“We heard that you were engaged with a gentleman on business, papa.”

“Well, and if I was, Nelly, transacting a small matter about my estates in Ireland, sure it was in my own study we were.”

“I must be permitted to say that I am very grateful for any accident which has given me the privilege of an intimate with my dear young friends,” said Lady Hester, in her very sweetest of manners; “and as to the dear little room itself, it is positively charming.”

“I wish you 'd see Mount Dalton, my Lady. There '& a window, and it is n't bigger than that there, and you can see seven baronies out of it and a part of three counties, Killikelly's flour-mills, and the town of Drumcoolaghan in the distance; not to speak of the Shannon winding for miles through as elegant a bog as ever you set eyes upon.”
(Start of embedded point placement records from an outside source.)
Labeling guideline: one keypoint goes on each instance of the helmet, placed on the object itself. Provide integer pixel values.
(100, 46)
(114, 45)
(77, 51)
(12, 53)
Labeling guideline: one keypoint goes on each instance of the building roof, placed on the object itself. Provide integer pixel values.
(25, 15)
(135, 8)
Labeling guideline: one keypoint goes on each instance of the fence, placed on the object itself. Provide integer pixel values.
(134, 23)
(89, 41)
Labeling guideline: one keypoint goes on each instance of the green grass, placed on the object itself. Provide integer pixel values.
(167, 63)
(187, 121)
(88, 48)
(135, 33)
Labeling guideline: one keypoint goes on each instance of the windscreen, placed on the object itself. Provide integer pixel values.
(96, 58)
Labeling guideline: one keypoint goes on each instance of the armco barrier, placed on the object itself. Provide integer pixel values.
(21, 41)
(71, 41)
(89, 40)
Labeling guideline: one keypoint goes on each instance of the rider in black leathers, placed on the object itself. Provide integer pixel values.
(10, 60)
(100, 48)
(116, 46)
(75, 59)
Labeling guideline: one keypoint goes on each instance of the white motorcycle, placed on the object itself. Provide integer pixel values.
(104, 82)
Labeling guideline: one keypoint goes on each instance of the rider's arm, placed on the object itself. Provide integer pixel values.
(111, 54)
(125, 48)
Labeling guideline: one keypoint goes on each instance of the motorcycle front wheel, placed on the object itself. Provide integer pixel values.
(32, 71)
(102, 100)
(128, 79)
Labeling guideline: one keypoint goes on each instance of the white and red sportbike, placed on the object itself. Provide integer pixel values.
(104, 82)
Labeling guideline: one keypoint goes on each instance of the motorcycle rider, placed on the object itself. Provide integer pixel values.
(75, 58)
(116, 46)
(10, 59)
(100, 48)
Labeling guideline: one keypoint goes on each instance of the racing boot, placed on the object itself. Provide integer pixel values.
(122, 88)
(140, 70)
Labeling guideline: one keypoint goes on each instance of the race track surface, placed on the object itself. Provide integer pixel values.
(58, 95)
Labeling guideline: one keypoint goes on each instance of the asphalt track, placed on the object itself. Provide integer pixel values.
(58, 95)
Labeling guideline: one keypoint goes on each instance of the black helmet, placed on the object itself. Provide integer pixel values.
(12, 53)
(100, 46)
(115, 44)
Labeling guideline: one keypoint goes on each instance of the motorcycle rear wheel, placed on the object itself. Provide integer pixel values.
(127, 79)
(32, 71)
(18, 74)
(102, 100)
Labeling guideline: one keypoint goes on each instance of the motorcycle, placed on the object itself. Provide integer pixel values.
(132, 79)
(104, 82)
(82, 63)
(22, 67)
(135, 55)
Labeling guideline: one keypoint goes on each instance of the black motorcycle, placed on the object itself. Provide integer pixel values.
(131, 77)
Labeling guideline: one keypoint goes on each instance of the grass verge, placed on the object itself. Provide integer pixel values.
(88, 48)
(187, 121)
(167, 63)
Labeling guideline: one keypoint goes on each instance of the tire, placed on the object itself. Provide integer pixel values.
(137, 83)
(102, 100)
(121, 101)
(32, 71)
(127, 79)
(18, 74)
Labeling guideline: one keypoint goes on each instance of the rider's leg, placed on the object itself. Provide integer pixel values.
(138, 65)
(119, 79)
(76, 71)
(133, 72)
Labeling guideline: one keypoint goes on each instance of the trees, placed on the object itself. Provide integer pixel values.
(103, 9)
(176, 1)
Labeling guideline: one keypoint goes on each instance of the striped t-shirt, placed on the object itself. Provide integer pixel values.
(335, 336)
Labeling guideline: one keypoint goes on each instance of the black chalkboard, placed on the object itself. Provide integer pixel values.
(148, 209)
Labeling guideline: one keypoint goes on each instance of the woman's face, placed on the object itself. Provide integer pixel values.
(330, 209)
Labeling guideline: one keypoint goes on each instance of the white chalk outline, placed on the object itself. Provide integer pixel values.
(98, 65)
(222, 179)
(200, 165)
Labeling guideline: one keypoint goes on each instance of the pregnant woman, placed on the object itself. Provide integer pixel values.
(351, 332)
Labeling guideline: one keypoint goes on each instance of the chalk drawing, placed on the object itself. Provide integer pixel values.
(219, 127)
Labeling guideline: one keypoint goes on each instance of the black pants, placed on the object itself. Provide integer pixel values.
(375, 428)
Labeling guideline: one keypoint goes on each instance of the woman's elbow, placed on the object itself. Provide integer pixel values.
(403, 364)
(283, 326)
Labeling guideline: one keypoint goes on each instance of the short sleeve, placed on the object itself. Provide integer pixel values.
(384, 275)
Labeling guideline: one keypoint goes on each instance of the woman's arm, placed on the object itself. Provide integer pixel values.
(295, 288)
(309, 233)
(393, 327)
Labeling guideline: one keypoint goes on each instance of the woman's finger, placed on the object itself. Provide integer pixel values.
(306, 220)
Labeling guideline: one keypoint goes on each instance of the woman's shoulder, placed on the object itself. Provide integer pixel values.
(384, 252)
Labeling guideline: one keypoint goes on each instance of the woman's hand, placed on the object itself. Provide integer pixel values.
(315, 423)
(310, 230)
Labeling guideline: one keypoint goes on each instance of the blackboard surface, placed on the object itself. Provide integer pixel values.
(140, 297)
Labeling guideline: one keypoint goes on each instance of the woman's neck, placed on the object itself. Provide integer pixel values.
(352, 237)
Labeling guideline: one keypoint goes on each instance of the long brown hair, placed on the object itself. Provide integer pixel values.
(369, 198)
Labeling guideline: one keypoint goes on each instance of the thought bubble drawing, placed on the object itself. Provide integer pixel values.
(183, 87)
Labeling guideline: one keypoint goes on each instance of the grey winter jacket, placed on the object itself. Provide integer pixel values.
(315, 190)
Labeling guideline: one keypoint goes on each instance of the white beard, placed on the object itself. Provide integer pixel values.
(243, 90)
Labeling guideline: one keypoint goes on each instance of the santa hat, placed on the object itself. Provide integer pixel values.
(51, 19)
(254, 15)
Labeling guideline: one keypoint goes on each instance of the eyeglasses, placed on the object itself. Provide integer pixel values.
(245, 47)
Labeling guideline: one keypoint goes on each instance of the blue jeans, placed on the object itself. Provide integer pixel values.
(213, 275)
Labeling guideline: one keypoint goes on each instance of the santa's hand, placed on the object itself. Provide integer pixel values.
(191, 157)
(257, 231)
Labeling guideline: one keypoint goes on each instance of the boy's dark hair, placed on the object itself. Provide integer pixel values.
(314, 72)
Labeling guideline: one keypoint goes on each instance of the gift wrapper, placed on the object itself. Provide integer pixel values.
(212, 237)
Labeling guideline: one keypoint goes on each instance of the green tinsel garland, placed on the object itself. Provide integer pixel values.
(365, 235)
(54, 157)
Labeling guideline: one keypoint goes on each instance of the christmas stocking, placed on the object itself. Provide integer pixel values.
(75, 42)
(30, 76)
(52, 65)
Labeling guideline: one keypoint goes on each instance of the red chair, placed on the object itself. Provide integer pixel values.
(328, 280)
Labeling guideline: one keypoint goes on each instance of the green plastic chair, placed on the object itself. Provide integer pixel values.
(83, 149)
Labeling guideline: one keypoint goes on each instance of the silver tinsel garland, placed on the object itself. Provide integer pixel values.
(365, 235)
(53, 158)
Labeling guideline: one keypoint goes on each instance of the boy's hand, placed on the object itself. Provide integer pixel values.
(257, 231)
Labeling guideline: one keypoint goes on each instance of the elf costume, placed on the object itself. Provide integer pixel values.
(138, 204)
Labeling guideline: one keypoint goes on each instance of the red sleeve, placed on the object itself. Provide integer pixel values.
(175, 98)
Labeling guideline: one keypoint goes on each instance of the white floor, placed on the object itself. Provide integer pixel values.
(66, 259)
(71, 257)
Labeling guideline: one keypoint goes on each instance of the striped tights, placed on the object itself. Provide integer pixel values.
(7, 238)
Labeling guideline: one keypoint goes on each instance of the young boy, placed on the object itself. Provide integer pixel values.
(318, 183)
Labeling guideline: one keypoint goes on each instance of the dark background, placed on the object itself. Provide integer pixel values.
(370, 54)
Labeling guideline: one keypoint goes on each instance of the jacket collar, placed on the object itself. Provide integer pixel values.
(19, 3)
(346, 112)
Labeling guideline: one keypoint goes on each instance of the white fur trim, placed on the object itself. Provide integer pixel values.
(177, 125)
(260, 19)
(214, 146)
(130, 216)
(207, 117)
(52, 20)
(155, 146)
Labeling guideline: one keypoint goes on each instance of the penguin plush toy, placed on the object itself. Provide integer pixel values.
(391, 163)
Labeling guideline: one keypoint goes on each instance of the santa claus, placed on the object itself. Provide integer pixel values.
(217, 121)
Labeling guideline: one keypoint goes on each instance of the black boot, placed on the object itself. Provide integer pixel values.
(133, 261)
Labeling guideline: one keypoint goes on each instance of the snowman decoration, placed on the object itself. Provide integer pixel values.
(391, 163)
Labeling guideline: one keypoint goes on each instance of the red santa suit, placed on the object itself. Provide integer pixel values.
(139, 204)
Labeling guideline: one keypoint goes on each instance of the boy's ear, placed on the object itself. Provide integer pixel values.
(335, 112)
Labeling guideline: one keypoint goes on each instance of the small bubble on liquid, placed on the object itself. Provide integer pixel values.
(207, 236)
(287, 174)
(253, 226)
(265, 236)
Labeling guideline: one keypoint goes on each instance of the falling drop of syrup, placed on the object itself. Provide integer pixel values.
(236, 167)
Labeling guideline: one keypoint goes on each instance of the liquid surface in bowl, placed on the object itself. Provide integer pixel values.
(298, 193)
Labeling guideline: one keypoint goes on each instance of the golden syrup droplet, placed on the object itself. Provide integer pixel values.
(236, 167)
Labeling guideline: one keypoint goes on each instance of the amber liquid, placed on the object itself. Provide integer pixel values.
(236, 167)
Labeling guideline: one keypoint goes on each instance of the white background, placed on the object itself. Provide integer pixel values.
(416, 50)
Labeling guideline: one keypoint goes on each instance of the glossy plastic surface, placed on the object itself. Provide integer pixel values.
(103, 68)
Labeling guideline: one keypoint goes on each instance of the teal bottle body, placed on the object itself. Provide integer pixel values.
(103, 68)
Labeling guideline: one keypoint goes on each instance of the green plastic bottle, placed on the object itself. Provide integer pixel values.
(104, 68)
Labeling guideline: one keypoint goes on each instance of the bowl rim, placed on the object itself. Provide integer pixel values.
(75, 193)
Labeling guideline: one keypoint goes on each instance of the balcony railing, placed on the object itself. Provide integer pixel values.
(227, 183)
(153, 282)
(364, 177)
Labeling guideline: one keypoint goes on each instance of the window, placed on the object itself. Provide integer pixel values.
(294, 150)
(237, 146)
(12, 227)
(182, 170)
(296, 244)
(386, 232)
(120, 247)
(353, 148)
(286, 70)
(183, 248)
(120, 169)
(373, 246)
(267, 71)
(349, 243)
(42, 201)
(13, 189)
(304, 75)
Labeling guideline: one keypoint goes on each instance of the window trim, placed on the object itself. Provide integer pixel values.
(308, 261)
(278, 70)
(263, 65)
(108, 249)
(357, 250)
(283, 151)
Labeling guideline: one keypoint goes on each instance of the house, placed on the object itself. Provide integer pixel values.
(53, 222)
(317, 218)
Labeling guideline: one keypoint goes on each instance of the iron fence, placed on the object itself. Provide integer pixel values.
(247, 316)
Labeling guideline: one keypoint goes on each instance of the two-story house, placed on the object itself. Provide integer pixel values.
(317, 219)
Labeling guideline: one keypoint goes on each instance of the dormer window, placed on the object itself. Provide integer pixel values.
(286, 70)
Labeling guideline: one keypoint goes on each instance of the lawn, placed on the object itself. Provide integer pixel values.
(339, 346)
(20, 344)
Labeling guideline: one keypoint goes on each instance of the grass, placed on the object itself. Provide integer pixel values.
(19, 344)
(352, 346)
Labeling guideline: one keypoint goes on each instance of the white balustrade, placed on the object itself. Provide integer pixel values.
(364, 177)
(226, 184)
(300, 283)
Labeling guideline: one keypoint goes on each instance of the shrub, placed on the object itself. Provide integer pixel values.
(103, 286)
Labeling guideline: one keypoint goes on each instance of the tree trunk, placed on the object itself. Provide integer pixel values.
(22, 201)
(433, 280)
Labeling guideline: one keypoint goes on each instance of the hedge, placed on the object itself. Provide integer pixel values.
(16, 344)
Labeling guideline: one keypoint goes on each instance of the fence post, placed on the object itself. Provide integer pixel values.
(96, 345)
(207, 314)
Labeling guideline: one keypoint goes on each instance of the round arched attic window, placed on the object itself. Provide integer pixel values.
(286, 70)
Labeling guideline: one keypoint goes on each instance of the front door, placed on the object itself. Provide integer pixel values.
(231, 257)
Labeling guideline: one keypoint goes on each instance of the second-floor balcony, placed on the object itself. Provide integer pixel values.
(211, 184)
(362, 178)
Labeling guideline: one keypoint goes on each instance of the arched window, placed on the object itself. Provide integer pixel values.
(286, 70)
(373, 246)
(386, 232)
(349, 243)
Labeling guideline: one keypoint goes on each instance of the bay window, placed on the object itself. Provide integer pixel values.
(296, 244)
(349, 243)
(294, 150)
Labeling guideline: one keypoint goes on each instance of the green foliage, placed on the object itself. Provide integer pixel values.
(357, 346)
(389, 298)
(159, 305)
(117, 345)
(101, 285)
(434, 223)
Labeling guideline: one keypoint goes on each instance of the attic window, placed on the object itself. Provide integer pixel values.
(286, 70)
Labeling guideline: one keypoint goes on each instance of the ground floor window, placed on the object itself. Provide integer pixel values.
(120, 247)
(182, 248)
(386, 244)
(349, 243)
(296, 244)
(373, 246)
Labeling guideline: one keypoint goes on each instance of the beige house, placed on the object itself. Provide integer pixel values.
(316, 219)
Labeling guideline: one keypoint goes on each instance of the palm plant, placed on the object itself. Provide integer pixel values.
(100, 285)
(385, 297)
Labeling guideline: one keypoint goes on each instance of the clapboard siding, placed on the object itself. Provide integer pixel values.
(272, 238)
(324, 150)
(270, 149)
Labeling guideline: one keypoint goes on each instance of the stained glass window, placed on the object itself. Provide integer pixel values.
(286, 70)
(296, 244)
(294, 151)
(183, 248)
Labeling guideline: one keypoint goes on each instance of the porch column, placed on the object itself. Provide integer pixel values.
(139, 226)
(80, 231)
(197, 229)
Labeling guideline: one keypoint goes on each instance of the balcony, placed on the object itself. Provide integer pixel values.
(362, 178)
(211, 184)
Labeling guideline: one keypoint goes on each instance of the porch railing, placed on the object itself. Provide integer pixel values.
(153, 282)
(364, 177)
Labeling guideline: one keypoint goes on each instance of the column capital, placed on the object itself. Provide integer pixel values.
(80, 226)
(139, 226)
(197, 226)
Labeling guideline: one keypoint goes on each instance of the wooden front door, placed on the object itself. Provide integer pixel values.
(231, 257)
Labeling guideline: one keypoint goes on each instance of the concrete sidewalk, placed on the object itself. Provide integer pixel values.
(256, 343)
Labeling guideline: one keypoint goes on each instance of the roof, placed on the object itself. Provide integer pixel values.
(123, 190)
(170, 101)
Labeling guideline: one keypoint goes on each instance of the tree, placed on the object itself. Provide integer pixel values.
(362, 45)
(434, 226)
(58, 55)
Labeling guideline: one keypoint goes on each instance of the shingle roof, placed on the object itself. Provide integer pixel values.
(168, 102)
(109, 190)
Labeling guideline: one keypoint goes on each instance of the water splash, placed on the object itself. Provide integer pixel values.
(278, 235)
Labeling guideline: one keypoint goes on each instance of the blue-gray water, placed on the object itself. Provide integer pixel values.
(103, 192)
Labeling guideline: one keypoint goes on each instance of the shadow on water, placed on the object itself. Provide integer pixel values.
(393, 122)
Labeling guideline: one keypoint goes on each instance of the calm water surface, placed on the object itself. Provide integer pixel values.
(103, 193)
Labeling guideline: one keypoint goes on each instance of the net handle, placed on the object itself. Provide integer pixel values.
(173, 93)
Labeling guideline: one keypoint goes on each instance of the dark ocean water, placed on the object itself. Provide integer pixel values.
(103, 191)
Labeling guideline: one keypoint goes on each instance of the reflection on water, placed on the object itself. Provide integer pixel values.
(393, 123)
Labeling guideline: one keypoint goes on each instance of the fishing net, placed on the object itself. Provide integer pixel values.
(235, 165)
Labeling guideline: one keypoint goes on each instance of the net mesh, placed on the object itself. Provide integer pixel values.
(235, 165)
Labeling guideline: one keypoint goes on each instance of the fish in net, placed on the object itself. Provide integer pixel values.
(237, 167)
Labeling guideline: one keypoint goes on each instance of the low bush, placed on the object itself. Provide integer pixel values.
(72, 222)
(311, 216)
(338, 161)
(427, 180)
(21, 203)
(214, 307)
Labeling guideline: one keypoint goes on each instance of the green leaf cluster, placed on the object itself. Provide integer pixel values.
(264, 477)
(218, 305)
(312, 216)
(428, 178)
“Indeed!” smiled her Ladyship, with a glance of deep interest.

“'T is truth, I 'm telling you, my Lady,” continued he; “and, what's more, 'twas our own, every stick and stone of it. From Crishnamuck to Ballymodereena on one side, and from the chapel at Dooras down to Drumcoolaghan, 'twas the Dalton estate.”

“What a princely territory!”

“And why not? Weren't they kings once, or the same as kings? Did n't my grandfather, Pearce, hold a court for life and death in his own parlor? Them was the happy and the good times, too,” sighed he, plaintively.

“But I trust your late news from Ireland is favorable?”

“Ah! there isn't much to boast about. The old families is dying out fast, and the properties changing hands. A set of English rogues and banker-fellows that made their money in dirty lanes and alleys.”